The race cars they’d seen in Italy had been outrageously exotic, but the coupes and sedans at Nazareth were hopped-up junkyard heaps. Lucky again! If Grand Prix racing was the sport of kings, this was a commoner’s game. Mario put it this way: “It was within our reach.”
They began stashing the money they earned pumping gas. By the autumn of 1958, they’d saved enough to buy a battered ’48 Hudson Hornet. Utilizing shop space and tools made available by a friendly contractor, they started work on their first modified.
All of this was kept hidden from their parents, and for good reason: To Gigi Andretti, racing was for fools. Hadn’t Ascari been killed just two weeks before the Andrettis boarded the Conte Biancamano? And what about that awful crash at Le Mans that killed more than 80 spectators? Demenziale! Madness.

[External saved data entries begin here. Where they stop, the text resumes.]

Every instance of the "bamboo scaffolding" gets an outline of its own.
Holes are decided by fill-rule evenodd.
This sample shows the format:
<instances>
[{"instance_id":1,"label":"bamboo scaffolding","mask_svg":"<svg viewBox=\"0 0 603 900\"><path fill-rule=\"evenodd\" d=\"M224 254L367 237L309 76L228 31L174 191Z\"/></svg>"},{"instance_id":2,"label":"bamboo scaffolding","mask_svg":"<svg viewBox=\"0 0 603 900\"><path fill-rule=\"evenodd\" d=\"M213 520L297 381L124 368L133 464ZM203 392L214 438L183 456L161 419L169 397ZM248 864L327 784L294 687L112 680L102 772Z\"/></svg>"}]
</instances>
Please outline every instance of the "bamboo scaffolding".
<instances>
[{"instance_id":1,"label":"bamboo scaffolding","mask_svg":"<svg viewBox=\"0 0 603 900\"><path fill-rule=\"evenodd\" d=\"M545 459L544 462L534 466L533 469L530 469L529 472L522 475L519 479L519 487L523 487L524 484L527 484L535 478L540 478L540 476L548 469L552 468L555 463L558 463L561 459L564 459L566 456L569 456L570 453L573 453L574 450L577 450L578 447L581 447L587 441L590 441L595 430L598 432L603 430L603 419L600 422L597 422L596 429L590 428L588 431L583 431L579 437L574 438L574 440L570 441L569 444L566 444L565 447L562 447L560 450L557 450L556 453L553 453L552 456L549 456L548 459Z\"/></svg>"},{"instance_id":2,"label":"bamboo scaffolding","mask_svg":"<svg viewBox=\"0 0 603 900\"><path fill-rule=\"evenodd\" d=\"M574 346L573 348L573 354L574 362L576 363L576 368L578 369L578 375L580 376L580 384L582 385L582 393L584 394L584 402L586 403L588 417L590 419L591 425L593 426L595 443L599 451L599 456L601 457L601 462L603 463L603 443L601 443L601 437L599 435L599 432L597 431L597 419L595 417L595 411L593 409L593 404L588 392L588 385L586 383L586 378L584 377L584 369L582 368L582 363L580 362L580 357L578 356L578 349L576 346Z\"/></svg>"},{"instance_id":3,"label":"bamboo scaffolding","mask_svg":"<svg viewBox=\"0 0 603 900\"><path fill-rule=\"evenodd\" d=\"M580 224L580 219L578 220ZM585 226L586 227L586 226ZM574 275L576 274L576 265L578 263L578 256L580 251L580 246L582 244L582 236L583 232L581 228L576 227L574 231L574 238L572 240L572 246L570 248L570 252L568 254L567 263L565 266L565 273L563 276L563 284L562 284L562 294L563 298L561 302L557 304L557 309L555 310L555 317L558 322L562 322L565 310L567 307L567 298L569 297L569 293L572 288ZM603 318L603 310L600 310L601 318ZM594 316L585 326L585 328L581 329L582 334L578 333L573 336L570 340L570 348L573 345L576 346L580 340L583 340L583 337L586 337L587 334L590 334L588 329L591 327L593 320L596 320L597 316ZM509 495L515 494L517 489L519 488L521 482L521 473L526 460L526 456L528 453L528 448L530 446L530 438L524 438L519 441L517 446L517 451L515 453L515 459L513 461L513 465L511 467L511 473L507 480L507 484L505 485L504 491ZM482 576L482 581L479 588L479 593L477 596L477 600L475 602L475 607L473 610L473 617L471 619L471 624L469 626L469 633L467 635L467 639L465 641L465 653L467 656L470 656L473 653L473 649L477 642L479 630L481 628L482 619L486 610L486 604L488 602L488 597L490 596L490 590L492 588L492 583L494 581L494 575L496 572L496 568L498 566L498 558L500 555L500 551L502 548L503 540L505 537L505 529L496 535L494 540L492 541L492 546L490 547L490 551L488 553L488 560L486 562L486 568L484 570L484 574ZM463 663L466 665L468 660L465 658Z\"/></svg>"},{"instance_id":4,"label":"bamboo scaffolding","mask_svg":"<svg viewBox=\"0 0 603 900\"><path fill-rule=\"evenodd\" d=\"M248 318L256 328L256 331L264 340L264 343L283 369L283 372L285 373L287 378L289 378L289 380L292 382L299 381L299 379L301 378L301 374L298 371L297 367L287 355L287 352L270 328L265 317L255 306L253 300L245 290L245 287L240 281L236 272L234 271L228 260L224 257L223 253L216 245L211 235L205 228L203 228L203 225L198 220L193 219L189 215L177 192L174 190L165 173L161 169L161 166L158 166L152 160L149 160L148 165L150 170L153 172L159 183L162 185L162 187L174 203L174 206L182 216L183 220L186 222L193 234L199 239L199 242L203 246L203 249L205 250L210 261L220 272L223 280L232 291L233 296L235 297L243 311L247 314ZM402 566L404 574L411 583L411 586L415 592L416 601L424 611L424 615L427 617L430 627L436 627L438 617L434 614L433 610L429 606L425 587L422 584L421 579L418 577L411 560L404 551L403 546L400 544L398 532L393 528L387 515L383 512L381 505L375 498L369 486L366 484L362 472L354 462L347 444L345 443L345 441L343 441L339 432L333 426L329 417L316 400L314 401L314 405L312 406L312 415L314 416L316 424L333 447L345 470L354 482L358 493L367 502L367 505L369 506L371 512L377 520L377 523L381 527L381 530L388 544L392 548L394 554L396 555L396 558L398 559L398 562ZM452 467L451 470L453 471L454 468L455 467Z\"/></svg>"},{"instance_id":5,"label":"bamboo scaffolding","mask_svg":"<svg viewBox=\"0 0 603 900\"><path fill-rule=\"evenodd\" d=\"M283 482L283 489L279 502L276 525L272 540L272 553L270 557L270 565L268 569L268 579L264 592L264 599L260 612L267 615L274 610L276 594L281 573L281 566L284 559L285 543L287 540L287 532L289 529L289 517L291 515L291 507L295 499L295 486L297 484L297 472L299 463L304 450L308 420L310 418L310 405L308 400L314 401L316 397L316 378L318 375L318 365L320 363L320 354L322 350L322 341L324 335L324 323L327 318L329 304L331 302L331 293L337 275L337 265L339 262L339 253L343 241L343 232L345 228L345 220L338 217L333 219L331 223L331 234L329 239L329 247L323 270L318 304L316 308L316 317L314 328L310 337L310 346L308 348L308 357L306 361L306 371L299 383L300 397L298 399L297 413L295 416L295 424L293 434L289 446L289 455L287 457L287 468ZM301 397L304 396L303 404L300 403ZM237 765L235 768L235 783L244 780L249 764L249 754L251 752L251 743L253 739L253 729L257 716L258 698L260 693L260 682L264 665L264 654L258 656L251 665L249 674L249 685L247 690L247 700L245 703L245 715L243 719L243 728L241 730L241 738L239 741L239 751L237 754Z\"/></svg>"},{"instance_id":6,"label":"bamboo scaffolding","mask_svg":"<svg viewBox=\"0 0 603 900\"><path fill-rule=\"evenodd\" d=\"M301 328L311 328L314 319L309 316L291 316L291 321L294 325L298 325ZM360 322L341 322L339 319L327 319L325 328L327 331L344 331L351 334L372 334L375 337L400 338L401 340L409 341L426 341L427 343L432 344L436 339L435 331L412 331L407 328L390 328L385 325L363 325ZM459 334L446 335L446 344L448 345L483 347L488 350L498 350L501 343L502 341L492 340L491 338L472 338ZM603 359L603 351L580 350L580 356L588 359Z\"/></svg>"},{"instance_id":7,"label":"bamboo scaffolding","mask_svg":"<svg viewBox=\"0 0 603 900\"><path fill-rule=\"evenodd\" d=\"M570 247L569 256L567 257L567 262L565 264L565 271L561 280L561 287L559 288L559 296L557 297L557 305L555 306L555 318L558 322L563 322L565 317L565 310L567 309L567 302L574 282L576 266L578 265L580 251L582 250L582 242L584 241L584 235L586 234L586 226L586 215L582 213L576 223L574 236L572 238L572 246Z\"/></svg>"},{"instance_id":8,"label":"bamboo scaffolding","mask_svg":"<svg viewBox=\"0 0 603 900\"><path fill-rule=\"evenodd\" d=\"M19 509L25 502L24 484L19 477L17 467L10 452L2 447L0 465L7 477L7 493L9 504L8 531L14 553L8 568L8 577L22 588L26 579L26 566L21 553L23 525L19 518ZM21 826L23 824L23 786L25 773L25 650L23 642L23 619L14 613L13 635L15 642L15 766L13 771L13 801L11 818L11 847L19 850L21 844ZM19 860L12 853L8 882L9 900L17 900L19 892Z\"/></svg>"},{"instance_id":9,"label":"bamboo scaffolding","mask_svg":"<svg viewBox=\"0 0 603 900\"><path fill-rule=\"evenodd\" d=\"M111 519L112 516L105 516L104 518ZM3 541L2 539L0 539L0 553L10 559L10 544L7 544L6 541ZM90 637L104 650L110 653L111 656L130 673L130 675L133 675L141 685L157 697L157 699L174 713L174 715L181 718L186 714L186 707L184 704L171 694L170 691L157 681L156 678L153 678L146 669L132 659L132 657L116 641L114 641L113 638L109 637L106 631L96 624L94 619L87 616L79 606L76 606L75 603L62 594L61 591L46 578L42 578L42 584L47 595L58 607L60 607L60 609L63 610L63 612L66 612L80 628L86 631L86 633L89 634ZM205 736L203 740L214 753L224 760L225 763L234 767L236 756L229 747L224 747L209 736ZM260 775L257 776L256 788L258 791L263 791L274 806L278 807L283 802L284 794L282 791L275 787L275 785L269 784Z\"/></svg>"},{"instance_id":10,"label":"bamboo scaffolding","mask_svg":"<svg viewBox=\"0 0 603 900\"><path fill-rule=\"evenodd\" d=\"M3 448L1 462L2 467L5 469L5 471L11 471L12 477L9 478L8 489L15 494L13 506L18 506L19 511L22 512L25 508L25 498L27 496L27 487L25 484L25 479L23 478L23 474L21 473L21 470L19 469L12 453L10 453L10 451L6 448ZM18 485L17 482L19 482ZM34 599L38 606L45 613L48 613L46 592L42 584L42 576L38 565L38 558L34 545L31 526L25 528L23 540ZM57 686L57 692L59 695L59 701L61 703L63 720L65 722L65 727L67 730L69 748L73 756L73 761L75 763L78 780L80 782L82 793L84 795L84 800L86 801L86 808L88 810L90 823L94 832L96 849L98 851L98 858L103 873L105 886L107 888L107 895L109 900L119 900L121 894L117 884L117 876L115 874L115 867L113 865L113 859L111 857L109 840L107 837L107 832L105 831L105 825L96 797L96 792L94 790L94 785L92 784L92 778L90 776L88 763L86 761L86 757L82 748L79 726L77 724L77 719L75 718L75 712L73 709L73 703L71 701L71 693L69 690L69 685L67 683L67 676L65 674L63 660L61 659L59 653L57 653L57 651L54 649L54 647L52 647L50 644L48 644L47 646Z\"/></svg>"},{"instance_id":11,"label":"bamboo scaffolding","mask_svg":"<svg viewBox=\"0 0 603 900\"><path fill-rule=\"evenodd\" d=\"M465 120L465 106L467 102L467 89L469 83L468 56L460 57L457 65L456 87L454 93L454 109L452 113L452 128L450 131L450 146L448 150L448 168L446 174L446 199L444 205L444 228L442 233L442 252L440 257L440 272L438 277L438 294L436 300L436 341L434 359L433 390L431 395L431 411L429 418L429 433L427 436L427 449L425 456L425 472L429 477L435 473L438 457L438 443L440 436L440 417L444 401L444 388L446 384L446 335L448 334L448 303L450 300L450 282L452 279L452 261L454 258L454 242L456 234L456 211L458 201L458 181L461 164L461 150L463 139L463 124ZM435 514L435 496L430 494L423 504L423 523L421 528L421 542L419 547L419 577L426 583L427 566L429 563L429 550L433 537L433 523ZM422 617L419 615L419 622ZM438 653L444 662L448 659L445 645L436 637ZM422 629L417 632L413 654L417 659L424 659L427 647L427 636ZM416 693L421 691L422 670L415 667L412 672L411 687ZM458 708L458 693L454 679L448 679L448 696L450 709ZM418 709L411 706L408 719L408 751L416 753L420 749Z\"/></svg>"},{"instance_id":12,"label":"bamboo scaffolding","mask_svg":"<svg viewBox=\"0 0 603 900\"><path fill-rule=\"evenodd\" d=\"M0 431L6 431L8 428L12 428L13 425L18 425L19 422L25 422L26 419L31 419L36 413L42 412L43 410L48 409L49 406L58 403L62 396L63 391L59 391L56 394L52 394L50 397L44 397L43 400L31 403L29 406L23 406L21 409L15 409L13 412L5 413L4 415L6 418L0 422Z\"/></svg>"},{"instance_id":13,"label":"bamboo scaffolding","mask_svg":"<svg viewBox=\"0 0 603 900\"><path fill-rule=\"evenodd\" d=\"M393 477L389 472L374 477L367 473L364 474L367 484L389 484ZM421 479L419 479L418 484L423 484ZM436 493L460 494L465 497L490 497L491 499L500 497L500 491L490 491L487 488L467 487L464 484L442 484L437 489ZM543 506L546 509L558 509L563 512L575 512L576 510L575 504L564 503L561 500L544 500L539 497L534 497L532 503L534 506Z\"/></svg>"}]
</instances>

Quietly, the boys toiled on that Hudson.
From the start, they agreed to take turns driving. Aldo went first, on an April Sunday in 1959. He started last in his heat, but blasted through traffic to win it. In the longer main event, he was able to take his time and he won that, too. The brothers collected $10 for the heat and $80 for the feature. Back they came a week later, with Mario at the wheel. The results were identical: heat victory, feature victory, $90 payday.
They won some and crashed some, with papa Gigi none the wiser. But their act imploded when the twins hauled 40 miles south to Hatfield Speedway for an autumn 100-lapper. Having picked up a ride in somebody’s coupe, Mario qualified in the first heat. In the second, the Andretti Hudson was reeling in the leaders until Aldo brushed the wooden fence. The boards snagged the car, tossing it into the air. In the violent flipping, something split Aldo’s helmet. Unconscious, he was rushed to a local hospital.

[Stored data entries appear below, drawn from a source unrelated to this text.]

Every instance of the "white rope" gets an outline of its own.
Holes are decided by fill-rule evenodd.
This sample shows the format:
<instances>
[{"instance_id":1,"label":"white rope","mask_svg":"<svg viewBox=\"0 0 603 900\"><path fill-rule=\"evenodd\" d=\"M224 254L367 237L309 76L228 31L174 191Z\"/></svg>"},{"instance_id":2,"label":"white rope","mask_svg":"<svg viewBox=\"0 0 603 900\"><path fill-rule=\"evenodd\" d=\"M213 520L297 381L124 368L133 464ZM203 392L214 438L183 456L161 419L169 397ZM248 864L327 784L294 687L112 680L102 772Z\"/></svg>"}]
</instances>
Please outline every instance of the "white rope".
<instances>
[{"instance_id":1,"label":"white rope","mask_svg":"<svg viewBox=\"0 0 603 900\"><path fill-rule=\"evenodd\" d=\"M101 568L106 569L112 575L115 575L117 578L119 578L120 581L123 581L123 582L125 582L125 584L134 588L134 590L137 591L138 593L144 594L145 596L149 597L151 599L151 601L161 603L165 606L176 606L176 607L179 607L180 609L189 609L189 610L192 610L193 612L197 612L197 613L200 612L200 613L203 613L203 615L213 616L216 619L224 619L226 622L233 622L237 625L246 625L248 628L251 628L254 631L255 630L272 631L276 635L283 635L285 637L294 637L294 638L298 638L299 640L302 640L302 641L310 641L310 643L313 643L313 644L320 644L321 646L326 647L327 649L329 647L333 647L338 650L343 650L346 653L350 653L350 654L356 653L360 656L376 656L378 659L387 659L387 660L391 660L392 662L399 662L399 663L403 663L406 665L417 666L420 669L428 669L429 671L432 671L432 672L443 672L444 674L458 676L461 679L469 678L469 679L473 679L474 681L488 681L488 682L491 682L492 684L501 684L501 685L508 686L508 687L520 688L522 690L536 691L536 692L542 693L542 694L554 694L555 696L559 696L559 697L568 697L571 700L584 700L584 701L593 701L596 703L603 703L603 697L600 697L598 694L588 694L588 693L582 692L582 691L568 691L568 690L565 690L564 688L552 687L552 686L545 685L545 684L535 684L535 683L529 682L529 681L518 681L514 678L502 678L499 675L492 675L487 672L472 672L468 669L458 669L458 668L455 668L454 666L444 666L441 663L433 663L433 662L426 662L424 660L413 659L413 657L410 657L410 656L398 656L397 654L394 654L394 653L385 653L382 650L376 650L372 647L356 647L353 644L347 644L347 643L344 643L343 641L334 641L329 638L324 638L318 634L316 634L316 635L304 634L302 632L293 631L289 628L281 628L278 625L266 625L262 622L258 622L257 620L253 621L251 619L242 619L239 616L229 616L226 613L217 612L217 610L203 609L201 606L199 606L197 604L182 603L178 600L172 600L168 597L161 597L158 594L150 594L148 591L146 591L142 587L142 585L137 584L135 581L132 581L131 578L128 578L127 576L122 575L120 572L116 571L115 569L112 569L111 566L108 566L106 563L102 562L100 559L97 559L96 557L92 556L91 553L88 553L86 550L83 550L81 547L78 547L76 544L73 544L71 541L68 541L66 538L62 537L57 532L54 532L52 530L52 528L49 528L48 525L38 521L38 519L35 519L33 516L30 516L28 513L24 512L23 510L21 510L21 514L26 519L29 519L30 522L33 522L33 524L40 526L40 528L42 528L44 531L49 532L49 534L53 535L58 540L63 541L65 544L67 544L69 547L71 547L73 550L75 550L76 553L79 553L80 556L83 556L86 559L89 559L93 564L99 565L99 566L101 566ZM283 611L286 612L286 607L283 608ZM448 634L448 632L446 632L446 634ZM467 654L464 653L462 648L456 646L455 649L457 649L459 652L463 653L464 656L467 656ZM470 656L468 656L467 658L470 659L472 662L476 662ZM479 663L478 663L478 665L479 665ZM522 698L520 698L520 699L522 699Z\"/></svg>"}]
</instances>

When Mario phoned home, his mother answered, but Mario had his father in mind. Terrified by how Gigi might react, Mario did what boys in trouble do: He lied. He told this mother that he’d been the one in the race car, and that poor Aldo, innocently watching, had fallen off a truck and gotten the wind knocked out of him. They’d be home in the morning, he said.

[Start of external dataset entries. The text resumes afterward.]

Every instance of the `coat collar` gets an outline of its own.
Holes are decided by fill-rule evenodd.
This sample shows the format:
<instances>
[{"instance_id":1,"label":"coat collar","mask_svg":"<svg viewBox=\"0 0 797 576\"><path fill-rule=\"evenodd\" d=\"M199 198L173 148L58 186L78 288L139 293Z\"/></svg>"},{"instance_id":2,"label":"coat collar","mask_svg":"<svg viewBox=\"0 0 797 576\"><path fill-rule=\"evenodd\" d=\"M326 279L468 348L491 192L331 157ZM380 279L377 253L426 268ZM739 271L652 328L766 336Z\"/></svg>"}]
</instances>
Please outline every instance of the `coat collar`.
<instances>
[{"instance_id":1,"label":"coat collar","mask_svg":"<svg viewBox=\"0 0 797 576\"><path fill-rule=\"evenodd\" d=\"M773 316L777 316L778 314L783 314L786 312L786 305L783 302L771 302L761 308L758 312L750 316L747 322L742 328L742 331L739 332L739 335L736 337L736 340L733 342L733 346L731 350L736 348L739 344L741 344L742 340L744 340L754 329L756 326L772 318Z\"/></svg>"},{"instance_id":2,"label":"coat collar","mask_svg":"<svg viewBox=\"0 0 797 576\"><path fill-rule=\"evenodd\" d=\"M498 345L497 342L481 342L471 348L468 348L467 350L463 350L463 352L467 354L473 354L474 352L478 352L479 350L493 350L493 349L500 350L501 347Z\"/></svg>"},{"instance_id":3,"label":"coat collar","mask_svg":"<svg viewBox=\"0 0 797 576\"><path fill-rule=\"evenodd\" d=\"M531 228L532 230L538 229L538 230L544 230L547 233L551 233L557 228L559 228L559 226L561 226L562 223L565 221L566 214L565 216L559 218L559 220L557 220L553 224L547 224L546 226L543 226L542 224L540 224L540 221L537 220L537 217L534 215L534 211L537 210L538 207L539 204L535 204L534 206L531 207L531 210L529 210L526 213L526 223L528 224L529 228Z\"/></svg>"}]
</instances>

But as dawn broke, Aldo was in a coma and doctors insisted they needed to speak to this boy’s parents. Mario drove home and came clean about the whole thing. Gigi Andretti, Old Country old-school, reacted the only way he knew how.
“He pounded me,” said Mario, “until he ran out of gas.”
It was two weeks before Aldo regained consciousness. Mario sat by his bedside, whispering about the new car he was building, believing that would speed Aldo’s recovery.
For months, Gigi Andretti barely spoke to his sons. But they were racers now and that wasn’t going to change. In 1960, Mario and that new car, a ’37 Hudson, won at multiple tracks.
The problem was that by now, he knew America offered more than crude stock cars on dim dirt tracks. What about this Indianapolis 500 that captivated the nation every Memorial Day?
“My objective,” he said, “was to get into single-seaters.”